Although there was discussion around this point during the VRBPAC committee, it appeared the consensus was that it would be unethical to deny trial participants the shot. A convenient excuse that has previously allowed vaccine-makers to exclude placebos from ‘gold standard’ trials in nearly all shots recommended in America. Will the eventual pre-licensure trails used for full authorization of a Covid vaccine also be green-lighted without a true inert placebo group?
Steven Goodman, MD, MHS, PhD suggested a ‘crossover design’ in which, after 6 months, the placebo participants still receive the shot while the initial vaccine group reviews a placebo.
Yet such a design still forever eliminates any long term safety monitoring of harms from an purely unvaccinated placebo group. Goodman made the admission that “at some point in the evolution of vaccine testing, we may no longer be able to conduct placebo controlled trials of any type in settings where vaccines are available.”
At the end of the day, VRBPAC didn’t have to authorize the vaccine and the FDA didn’t have to grant it an EUA…but they did. In light of the litany of unanswered questions that result from limited trial data, an expanded access program could have been set up for those who wanted them. Despite what the media has made us believe, access to these experimental shots didn’t require authorization. The voices who wished to see clear evidence that the benefits of these vaccines outweighed the risk didn’t win out this time.
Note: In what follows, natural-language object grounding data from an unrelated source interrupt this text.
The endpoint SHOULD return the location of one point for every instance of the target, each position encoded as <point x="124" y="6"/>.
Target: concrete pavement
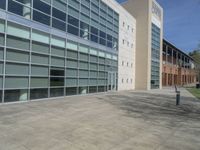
<point x="132" y="120"/>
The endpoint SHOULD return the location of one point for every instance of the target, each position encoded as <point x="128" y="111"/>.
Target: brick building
<point x="178" y="67"/>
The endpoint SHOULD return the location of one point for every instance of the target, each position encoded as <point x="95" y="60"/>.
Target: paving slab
<point x="127" y="120"/>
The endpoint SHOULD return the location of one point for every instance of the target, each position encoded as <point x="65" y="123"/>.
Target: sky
<point x="181" y="23"/>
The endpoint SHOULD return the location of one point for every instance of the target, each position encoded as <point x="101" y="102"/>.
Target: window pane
<point x="40" y="37"/>
<point x="57" y="51"/>
<point x="16" y="82"/>
<point x="17" y="56"/>
<point x="43" y="7"/>
<point x="17" y="69"/>
<point x="39" y="59"/>
<point x="73" y="30"/>
<point x="40" y="17"/>
<point x="71" y="72"/>
<point x="2" y="25"/>
<point x="38" y="93"/>
<point x="40" y="47"/>
<point x="73" y="21"/>
<point x="1" y="67"/>
<point x="39" y="82"/>
<point x="71" y="82"/>
<point x="39" y="71"/>
<point x="84" y="57"/>
<point x="83" y="73"/>
<point x="1" y="84"/>
<point x="59" y="14"/>
<point x="16" y="95"/>
<point x="83" y="49"/>
<point x="72" y="45"/>
<point x="83" y="65"/>
<point x="18" y="30"/>
<point x="72" y="63"/>
<point x="58" y="42"/>
<point x="74" y="3"/>
<point x="57" y="62"/>
<point x="83" y="82"/>
<point x="3" y="4"/>
<point x="73" y="12"/>
<point x="72" y="54"/>
<point x="55" y="92"/>
<point x="2" y="39"/>
<point x="1" y="53"/>
<point x="71" y="91"/>
<point x="57" y="72"/>
<point x="56" y="81"/>
<point x="19" y="9"/>
<point x="58" y="24"/>
<point x="60" y="4"/>
<point x="18" y="43"/>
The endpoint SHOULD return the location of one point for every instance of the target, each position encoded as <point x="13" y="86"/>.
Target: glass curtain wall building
<point x="51" y="48"/>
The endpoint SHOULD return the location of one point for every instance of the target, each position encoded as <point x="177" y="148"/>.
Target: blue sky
<point x="182" y="23"/>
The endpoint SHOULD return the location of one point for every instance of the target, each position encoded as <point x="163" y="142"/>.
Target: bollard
<point x="178" y="97"/>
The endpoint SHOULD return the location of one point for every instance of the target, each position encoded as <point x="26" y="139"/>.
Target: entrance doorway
<point x="112" y="81"/>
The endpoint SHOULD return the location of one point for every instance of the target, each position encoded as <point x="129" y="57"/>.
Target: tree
<point x="196" y="56"/>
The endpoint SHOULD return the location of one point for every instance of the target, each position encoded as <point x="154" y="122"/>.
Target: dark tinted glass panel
<point x="102" y="41"/>
<point x="55" y="72"/>
<point x="109" y="37"/>
<point x="72" y="30"/>
<point x="0" y="96"/>
<point x="84" y="26"/>
<point x="39" y="5"/>
<point x="71" y="91"/>
<point x="94" y="30"/>
<point x="37" y="16"/>
<point x="102" y="34"/>
<point x="15" y="95"/>
<point x="109" y="44"/>
<point x="15" y="7"/>
<point x="56" y="92"/>
<point x="73" y="21"/>
<point x="58" y="24"/>
<point x="59" y="14"/>
<point x="2" y="4"/>
<point x="92" y="89"/>
<point x="56" y="81"/>
<point x="94" y="38"/>
<point x="101" y="88"/>
<point x="38" y="93"/>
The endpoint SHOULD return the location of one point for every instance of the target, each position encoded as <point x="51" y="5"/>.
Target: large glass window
<point x="19" y="43"/>
<point x="17" y="56"/>
<point x="19" y="9"/>
<point x="59" y="14"/>
<point x="55" y="92"/>
<point x="38" y="82"/>
<point x="3" y="4"/>
<point x="39" y="71"/>
<point x="39" y="59"/>
<point x="40" y="37"/>
<point x="40" y="47"/>
<point x="16" y="82"/>
<point x="38" y="93"/>
<point x="17" y="69"/>
<point x="40" y="17"/>
<point x="41" y="6"/>
<point x="60" y="4"/>
<point x="15" y="95"/>
<point x="58" y="24"/>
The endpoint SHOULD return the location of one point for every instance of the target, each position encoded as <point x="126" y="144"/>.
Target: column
<point x="27" y="10"/>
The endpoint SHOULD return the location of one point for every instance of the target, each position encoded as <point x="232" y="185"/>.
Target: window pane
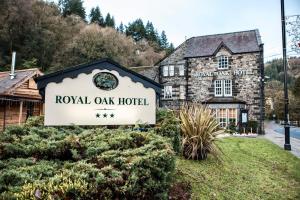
<point x="181" y="70"/>
<point x="227" y="87"/>
<point x="165" y="70"/>
<point x="218" y="88"/>
<point x="171" y="70"/>
<point x="182" y="92"/>
<point x="222" y="117"/>
<point x="168" y="92"/>
<point x="223" y="62"/>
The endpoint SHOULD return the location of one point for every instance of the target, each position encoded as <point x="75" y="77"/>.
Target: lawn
<point x="253" y="168"/>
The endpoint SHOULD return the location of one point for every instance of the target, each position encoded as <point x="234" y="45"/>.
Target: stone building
<point x="222" y="71"/>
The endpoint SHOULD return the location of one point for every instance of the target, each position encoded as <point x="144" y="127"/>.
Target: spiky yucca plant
<point x="199" y="129"/>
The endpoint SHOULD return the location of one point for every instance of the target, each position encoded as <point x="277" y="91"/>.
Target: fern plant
<point x="199" y="129"/>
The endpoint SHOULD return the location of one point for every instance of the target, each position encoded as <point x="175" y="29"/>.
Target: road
<point x="294" y="131"/>
<point x="275" y="133"/>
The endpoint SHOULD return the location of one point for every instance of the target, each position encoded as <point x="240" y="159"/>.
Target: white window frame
<point x="166" y="70"/>
<point x="218" y="88"/>
<point x="227" y="88"/>
<point x="223" y="62"/>
<point x="221" y="88"/>
<point x="181" y="70"/>
<point x="171" y="70"/>
<point x="168" y="92"/>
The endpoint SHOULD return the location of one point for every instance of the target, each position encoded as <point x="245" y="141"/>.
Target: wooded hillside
<point x="54" y="36"/>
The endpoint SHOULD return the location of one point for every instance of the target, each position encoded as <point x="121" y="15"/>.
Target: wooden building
<point x="19" y="97"/>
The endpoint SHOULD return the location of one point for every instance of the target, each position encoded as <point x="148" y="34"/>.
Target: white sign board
<point x="100" y="98"/>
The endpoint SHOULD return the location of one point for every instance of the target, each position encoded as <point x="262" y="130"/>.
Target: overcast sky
<point x="188" y="18"/>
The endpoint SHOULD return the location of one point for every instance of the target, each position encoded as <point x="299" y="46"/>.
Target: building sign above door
<point x="238" y="72"/>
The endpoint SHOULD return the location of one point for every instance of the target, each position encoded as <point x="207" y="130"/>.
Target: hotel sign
<point x="238" y="72"/>
<point x="102" y="97"/>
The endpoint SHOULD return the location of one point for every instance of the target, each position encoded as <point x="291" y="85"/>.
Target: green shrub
<point x="199" y="129"/>
<point x="75" y="163"/>
<point x="168" y="126"/>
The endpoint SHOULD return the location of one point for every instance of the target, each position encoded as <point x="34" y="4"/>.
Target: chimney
<point x="13" y="62"/>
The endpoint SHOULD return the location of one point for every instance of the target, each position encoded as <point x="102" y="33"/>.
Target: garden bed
<point x="75" y="163"/>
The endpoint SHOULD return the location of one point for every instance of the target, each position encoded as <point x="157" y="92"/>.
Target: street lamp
<point x="287" y="145"/>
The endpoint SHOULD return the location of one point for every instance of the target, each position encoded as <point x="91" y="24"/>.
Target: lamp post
<point x="287" y="145"/>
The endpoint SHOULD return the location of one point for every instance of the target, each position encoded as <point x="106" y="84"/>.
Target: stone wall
<point x="176" y="59"/>
<point x="244" y="71"/>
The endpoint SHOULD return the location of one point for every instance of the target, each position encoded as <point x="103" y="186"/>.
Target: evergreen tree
<point x="69" y="7"/>
<point x="121" y="28"/>
<point x="151" y="34"/>
<point x="296" y="89"/>
<point x="96" y="16"/>
<point x="109" y="21"/>
<point x="163" y="40"/>
<point x="136" y="30"/>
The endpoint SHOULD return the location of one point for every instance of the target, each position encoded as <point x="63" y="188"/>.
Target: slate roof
<point x="7" y="85"/>
<point x="220" y="100"/>
<point x="236" y="42"/>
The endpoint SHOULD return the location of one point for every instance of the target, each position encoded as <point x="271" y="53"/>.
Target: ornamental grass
<point x="199" y="130"/>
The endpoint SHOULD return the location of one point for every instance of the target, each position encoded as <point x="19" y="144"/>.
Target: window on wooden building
<point x="168" y="92"/>
<point x="223" y="62"/>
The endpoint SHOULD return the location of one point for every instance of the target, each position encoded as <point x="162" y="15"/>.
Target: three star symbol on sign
<point x="105" y="115"/>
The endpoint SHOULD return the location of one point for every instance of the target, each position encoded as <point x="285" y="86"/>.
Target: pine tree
<point x="163" y="40"/>
<point x="75" y="7"/>
<point x="96" y="16"/>
<point x="121" y="28"/>
<point x="136" y="30"/>
<point x="296" y="89"/>
<point x="151" y="34"/>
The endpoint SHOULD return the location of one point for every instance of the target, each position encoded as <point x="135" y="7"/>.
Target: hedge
<point x="74" y="163"/>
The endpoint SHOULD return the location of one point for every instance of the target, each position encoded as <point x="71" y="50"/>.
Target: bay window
<point x="168" y="92"/>
<point x="222" y="62"/>
<point x="223" y="88"/>
<point x="168" y="70"/>
<point x="181" y="70"/>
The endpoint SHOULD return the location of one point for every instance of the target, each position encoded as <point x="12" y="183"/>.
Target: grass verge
<point x="253" y="168"/>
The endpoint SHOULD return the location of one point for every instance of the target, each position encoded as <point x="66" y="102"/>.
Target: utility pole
<point x="287" y="145"/>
Speaking to Business Insider, Professor A. Oveta Fuller, a microbiology and African studies professor at the University of Michigan, said:
”Two more months of an expanded access Phase 3 clinical study…would bring evidence-based results that would inform researchers, broaden diversity of enrollment and build public trust in taking (or not, for some) a safe, better tested efficacious vaccine,”
Now it is the duty of the public and sensible media outlets to boldly face the headwinds of Big Pharma PR departments and captured agencies and report the truths as they find them surrounding Pfizer’s experimental shot.